Physics has a split personality. General relativity rules the big stuff, gravity bending space-time in sweeping arcs. Quantum mechanics runs the tiny stuff, particles jizzing about in probabilities.
The two refuse to shake hands.
For over a century, we’ve been stuck. How do you mesh the smooth curvature of the universe with the blocky, digital nature of quantum laws? We’ve got dozens of theories trying to force the union. Quantum gravity, string theory, loop quantum gravity. Most of them try the same thing: take space-time itself and break it down into bits. Make space-time quantum.
Jonathan Oppenheim disagrees.
A physicist at University College London, Oppenheim proposes a path no one else seems interested in taking. He calls it post-quantum gravity.
Time Isn’t Smooth
The core idea is counter-intuitive. Maybe space-time isn’t made of tiny blocks at all. Maybe it’s continuous. Smooth. Fundamental. No quanta for the fabric of the universe.

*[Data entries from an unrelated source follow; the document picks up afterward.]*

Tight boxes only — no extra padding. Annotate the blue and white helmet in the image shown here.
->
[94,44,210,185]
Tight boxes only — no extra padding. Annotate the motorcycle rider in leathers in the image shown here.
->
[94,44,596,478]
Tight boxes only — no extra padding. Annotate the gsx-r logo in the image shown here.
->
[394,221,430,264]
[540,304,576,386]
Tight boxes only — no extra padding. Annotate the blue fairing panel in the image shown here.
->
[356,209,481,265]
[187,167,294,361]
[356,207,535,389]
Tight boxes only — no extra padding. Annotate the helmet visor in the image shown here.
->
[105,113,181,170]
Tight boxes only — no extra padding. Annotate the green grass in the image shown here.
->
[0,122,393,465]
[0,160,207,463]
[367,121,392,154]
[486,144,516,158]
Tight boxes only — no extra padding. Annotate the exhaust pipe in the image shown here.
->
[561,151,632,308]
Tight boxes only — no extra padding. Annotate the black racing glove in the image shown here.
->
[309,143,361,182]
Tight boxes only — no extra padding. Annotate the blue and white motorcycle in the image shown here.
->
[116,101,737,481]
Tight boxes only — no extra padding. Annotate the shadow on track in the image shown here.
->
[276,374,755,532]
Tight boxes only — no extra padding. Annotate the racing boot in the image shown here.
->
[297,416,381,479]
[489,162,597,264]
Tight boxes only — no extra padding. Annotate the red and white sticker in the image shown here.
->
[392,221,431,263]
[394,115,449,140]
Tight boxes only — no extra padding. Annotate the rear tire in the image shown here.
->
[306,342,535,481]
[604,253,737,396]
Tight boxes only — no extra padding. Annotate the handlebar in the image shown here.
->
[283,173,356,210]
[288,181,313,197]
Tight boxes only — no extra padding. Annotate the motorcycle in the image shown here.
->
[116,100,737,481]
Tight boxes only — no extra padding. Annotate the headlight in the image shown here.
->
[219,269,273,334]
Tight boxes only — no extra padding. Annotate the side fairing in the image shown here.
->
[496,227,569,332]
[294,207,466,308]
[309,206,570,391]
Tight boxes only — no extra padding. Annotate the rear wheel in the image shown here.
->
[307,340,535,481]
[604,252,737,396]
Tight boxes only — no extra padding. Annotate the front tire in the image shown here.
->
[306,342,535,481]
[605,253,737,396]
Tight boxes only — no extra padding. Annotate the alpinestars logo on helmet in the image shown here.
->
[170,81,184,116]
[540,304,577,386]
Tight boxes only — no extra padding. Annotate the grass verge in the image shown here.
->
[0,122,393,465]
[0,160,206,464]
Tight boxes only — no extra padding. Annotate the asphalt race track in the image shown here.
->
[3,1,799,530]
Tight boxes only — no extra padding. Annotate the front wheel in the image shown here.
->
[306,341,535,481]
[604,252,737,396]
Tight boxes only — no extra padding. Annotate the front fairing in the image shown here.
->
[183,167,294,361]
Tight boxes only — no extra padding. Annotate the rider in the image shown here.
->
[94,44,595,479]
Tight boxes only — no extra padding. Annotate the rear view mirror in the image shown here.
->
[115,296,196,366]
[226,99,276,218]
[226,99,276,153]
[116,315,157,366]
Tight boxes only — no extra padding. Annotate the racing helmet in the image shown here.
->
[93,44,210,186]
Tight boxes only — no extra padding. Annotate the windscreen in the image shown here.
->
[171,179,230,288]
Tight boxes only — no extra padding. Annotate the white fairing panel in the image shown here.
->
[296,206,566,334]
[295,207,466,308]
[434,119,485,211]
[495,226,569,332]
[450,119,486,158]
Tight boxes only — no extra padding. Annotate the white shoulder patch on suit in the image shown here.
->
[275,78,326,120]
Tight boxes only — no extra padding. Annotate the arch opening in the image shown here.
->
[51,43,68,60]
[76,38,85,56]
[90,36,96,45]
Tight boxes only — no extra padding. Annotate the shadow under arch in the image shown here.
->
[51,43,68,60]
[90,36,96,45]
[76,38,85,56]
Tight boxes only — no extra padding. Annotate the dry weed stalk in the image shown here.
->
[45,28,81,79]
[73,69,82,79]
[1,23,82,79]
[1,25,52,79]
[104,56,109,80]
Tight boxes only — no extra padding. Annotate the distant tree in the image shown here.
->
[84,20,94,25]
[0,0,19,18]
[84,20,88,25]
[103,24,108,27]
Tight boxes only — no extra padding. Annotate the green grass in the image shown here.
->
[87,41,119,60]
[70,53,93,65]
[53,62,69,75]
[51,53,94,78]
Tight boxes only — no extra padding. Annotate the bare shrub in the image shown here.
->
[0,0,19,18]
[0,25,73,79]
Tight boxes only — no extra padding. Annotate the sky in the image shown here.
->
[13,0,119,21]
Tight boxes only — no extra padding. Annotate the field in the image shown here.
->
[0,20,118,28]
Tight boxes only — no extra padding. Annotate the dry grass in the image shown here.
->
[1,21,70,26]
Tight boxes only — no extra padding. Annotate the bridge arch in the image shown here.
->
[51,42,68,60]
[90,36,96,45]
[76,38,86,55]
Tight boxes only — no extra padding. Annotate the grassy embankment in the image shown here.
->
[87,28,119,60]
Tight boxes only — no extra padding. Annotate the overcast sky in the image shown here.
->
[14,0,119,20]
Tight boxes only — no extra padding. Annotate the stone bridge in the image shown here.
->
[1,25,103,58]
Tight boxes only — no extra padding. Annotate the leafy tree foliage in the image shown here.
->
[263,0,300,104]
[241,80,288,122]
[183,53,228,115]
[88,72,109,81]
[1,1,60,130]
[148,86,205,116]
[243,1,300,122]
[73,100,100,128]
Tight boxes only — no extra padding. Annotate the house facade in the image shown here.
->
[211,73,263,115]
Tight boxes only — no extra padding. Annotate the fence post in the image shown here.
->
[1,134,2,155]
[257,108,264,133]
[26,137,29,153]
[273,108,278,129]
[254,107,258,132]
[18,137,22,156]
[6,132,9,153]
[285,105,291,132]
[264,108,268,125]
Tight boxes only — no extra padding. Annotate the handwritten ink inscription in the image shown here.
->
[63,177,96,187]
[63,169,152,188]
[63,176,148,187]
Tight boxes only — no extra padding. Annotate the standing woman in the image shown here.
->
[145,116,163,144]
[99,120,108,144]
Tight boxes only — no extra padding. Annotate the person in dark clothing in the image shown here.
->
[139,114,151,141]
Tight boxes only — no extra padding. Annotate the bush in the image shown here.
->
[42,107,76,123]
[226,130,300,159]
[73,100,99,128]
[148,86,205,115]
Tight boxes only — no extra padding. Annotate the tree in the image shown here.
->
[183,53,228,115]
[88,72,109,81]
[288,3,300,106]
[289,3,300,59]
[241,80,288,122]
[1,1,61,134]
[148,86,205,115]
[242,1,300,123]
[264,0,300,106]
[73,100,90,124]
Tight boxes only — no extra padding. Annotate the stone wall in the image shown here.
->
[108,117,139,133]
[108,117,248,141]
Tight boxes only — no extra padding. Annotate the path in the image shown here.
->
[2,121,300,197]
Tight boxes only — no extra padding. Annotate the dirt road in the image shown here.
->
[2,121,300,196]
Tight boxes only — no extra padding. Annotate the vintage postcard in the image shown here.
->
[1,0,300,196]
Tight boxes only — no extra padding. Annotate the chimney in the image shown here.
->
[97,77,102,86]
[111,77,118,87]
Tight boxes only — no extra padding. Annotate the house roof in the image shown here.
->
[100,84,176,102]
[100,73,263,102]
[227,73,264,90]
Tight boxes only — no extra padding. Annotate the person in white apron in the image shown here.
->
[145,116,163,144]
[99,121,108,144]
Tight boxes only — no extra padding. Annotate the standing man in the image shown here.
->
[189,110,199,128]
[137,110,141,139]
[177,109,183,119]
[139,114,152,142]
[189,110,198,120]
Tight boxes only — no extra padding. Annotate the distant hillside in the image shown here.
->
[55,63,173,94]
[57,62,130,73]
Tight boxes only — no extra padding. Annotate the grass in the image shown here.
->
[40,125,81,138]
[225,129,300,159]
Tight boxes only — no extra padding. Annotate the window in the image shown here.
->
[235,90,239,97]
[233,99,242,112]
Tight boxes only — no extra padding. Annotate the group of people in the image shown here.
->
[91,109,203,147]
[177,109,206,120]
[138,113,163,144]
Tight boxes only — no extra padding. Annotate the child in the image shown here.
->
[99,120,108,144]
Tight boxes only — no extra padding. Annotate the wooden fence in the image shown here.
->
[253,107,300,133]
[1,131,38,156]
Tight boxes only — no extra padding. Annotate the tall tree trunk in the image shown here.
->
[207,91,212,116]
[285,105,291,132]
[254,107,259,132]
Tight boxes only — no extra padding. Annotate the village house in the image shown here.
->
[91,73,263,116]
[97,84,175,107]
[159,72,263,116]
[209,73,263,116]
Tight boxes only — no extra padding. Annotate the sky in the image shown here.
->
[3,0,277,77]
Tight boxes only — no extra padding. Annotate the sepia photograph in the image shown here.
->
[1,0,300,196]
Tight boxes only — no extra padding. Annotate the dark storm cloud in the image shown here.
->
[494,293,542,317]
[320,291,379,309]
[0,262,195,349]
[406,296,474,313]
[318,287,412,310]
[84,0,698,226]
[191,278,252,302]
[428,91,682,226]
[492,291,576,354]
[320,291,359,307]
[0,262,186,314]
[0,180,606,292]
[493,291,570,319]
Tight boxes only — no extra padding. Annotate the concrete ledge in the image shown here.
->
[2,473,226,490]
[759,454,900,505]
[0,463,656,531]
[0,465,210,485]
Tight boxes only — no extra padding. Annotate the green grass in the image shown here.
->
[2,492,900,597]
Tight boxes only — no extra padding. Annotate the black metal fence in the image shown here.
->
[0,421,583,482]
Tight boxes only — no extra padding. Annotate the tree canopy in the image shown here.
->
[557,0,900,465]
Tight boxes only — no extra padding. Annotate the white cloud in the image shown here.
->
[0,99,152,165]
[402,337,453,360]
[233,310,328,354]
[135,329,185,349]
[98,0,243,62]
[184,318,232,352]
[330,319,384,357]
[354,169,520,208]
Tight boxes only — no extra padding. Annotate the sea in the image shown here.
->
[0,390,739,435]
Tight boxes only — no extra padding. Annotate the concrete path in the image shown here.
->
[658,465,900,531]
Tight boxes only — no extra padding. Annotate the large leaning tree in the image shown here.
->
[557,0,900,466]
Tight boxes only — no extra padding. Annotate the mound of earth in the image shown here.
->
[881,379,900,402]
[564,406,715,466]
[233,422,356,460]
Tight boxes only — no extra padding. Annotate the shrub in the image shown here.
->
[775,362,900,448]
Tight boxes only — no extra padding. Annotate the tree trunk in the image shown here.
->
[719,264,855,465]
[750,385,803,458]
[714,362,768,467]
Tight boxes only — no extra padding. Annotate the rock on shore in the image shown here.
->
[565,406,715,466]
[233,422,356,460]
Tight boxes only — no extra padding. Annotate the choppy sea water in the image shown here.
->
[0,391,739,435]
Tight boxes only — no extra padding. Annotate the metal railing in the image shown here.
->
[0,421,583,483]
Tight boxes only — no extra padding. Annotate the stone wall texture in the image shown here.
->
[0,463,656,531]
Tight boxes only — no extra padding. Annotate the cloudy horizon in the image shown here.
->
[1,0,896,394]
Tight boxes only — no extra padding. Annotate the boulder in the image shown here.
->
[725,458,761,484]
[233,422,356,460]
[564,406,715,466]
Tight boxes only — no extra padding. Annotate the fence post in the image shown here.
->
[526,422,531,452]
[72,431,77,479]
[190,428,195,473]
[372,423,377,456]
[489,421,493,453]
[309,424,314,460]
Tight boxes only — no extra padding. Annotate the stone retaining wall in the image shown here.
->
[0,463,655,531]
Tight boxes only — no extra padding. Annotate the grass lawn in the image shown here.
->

But here is the kicker. If you run the math on that assumption—if you let smooth space-time interact with quantum particles, fields, and forces that definitely are quantized—something weird pops out.
Randomness.
Specifically, wobbly time.
Think about time as you experience it. It flows forward. A second here. A minute there. Regular. Predictable. Oppenheim’s equations say that at a microscopic scale, those seconds jitter. The ticks of the universal clock are out of sync. They fluctuate. It’s subtle. We don’t feel it. But time flows unpredictably. It gets shaky.
“It would occur on scales too small for we to notice, but time would be ‘wobbly’.”
Why? Oppenheim doesn’t know.
The equations demand it, but they don’t point to a physical cause. A hidden particle? A dimensional shunt? He hasn’t linked the randomness to a specific mechanism yet. That’s a problem, sure. But Oppenheim argues it’s also a feature. These wobbles explain why the quantum world looks quantum to us.
They explain the measurement problem. That bizarre quantum rule where a system exists in multiple states until you look at it, at which point it snaps into one definite state. Schrödinger’s cat. Dead and alive. Until you open the box. The random fluctuations of space-time might be the very reason the cat has to choose a fate.
Oppenheim admits the scientific community loves to hate the idea. He is likely alone in believing it might actually be true.
Can We Prove It?
Good news for skeptics: you can test this.
That is rare. Many gravity theories are elegant pieces of math that float above experimentation. They’re beautiful but untouchable. Post-quantum gravity drops low enough to touch dirt.
Giuseppe Fabiano at Lawrence Berkeley National Laboratory says this testability matters more than the theory itself. “As long as it gives predictions I can test in a lab, it is useful.”
The tests are crude. You take two masses. You measure the gravitational pull between them with insane precision. General relativity ties space and time to gravity. If the time part of that equation is wobbly, the gravity should wiggle too.
“We will see this unpredictability when we measure gravity.”
We are not there yet.
Building the sensors for this precision is a decades-long project. We just confirmed these experiments are even theoretically possible recently. The engineering hurdles are massive. But researchers agree it is worth trying.
Why? Because if Oppenheim is right, everything changes. Gravity is already the odd one out. It’s weaker than the other forces. It doesn’t fit in the standard model. But a post-quantum reality suggests it’s not just weak or different in degree—it’s different in kind. Radically distinct.
We would be rewriting the history of the universe. Solving the relativity-quantum conflict would be nice, but it’s secondary to the shock. A universe where time stutters at the edge of perception? Where reality has no solid floor?
The math works. The experiments are being planned. The only variable left is whether we are ready for an answer that doesn’t come neatly wrapped.
We might be waiting a long time to find out if time is actually solid.